Background: Aucubin (Au) has anti-oxidative and anti-inflammatory bioactivities; however, its effects on a traumatic brain injury (TBI) model remain unknown. We explored the potential role of Au in a H2O2-induced oxidant damage in primary cortical neurons and weight-drop induced-TBI in a mouse model.
Methods: Neuronal apoptosis, brain water content, histological damages and neurological deficits and cognitive functions were measured. We performed western blot, TdT-mediated dUTP Nick-End Labeling (TUNEL) staining, Nissl staining, quantitative real time polymerase chain reaction (q-PCR), immunofluorescence/immunohistochemistry and enzyme linked immunosorbent assay (ELISA). RNA interference experiments were performed to determine the effects of Nuclear factor erythroid-2 related factor 2 (Nrf2) on TBI mice with intraperitoneal injection of Au.
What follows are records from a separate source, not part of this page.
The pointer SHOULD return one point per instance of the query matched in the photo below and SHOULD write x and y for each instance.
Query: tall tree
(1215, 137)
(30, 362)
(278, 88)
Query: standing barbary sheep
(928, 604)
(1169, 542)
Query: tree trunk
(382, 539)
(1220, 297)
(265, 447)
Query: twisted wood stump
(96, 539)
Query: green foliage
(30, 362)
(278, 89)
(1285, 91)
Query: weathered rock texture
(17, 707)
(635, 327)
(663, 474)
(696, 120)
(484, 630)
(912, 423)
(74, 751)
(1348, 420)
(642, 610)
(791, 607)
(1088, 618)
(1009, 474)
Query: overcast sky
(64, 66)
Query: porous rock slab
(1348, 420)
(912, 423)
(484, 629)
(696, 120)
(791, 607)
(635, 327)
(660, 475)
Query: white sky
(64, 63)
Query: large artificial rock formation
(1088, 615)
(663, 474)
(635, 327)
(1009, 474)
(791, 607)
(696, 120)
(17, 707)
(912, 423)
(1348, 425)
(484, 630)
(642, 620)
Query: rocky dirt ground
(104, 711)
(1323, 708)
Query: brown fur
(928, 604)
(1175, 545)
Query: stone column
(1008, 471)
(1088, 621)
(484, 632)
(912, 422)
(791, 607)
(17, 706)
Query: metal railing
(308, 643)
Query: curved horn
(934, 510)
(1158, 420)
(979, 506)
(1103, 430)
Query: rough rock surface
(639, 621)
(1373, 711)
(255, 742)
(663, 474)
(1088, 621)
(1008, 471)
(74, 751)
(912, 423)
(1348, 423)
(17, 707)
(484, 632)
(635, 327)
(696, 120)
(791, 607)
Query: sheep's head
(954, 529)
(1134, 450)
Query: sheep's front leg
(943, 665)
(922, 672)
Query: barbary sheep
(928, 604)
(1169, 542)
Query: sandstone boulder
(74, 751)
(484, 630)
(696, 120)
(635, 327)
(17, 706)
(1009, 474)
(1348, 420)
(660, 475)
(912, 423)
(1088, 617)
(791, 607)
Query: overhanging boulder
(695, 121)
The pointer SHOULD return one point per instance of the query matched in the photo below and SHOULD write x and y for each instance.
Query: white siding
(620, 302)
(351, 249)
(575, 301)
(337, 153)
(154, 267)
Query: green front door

Results: We found that Au enhanced the translocation of Nrf2 into the nucleus, activated antioxidant enzymes, suppressed excessive generation of reactive oxygen species (ROS) and reduced cell apoptosis in vitro and vivo experiments. In the mice model of TBI, Au markedly attenuated brain edema, histological damages and improved neurological and cognitive deficits. Au significantly suppressed high mobility group box 1(HMGB1)-mediated aseptic inflammation. Nrf2 knockdown in TBI mice blunted the antioxidant and anti-inflammatory neuroprotective effects of the Au.
Conclusions: Taken together, our data suggest that Au provides a neuroprotective effect in TBI mice model by inhibiting oxidative stress and inflammatory responses; the mechanisms involve triggering Nrf2-induced antioxidant system.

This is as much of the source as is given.